Giftige Parallelwelt

Tom, der DJ, spielt seinen Ostsee-Sound am Sonnabend bis 15 Uhr im Ritter Butzke. Dann fährt er nach Hause zu Marie, zurück dorthin, wo er vor 17 Stunden gestartet war. Yannick und Julian stolpern weiter. Dritter Stopp: Sisyphos, eine alte Hundekuchenfabrik in Rummelsburg. Party unter freiem Himmel. Noch einmal Musik und tanzen. Noch einmal Drogen.

Feiern, bis man nicht mehr stehen kann. Bis der Akku völlig leer ist.
Feiern, bis man nicht mehr stehen kann. Bis der Akku völlig leer ist.
Foto: dpa

Als die WG wieder zusammensitzt, ist es Sonntag und die Sonne scheint vom Nachmittagshimmel. Seit Freitag hat niemand mehr geschlafen. Tom hatte am Sonnabend einen zweiten Auftritt – Marie hat ihn begleitet. Yannick und Julian haben bis vor einer Stunde in einer giftigen Parallelwelt getanzt, getrunken und Drogen genommen. „Wie viele Teile hast du noch genommen?“, fragt Tom. „Zwei nur oder drei, die habe ich quasi zugeworfen bekommen“, sagt Julian.

Sie fläzen sich aufs Sofa, ausgemergelt, die Gesichter fahl und leblos. Auf der Spiegelfliese schiebt Yannick ein Gramm Speed in fünf Linien. Wochen-end-Routine. Eine davon zieht er weg. Die anderen setzen aus. Julian sagt später, in solchen Momenten mache er sich Sorgen um Yannick, seinen Mitbewohner. „Yannick ist sich der Konsequenzen nicht bewusst.“ Er feiere bis er nicht mehr stehen könne. Bis der Akku völlig leer sei.

Wund vom Pulver

Yannick ist ein athletischer Schlacks, dessen Gesicht mit Pusteln übersät ist, weil die Drogen seinen Körper angreifen. Wenn er grinst, spannt die Haut. Dann hat er eine zerknautschte Drogenfratze. Vor zwei Jahren ist er aus einem kleinen Dorf in Mecklenburg-Vorpommern nach Berlin gekommen. Er macht eine Ausbildung in einem Hotel, nebenbei jobbt er, so oft es geht, in einem Techno-Club als Barkeeper.

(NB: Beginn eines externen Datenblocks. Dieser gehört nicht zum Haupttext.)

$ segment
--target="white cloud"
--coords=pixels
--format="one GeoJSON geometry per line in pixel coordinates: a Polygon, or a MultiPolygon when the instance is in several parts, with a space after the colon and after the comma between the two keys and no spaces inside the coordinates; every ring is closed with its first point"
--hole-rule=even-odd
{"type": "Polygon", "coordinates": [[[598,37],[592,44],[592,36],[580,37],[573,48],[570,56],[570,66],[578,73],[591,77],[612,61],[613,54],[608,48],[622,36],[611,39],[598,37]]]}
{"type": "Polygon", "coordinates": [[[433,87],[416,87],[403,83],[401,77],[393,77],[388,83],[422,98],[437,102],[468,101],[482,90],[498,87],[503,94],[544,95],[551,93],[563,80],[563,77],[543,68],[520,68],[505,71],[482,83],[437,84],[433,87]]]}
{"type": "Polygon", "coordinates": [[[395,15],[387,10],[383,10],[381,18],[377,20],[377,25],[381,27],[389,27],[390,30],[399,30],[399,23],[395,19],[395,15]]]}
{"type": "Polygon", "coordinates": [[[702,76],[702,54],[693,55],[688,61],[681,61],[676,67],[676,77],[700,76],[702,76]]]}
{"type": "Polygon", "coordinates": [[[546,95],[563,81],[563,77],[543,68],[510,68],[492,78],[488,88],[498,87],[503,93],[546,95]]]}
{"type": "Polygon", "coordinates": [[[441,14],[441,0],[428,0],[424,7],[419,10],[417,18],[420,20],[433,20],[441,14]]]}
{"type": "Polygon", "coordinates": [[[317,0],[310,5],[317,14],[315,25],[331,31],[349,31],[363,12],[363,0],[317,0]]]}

Er arbeitet viel, schläft selten mehr als fünf Stunden pro Nacht, und wenn er mal zu Hause ist, kocht er für seine Mitbewohner Rezepte seine Vaters, schneidet Lauch und Tomaten in kleine Würfel, häckselt Dill und vermischt alles mit einem Löffel Crème fraiche. Gesunde Ernährung sei wichtig, sagt Yannick. Drogen nehme er zum Ausgleich gegen den Stress.

In den letzten vier Monaten hatte Yannick zwei drogenfreie Wochenenden: vor einer wichtigen Abschlussprüfung und als am Monatsende einmal das Geld fehlte. Er sagt: „Man muss stark sein, um nicht abhängig von all dem zu werden.“ Es ist Sonntag, kurz vor Mitternacht. Marie, das Mädchen, das früher tanzte und Theater spielte, und sagt, ihre schlimmste Drogen-Phase habe sie überwunden, liegt zusammengerollt in einer Sofaecke im WG-Wohnzimmer.

Ihre Haare sind zerzaust, die Haut unter der Nase ist wund vom Pulver. „Alter, wieder alles richtig gemacht dieses Wochenende“, murmelt Julian halb schlafend. „Alter“, sagt Yannick, „ich habe keine Ahnung mehr, wo ich Freitag war.“ In acht Stunden beginnt ihr zweites Leben. Julian wird mit seinem Fahrrad 40 Minuten quer durch Berlin fahren, an seinen Schreibtisch im Grafik-Büro. Yannick wird in einer Hose mit Bügelfalte an einer Hotelrezeption stehen. Marie und Tom werden so lange schlafen, bis sie wach werden.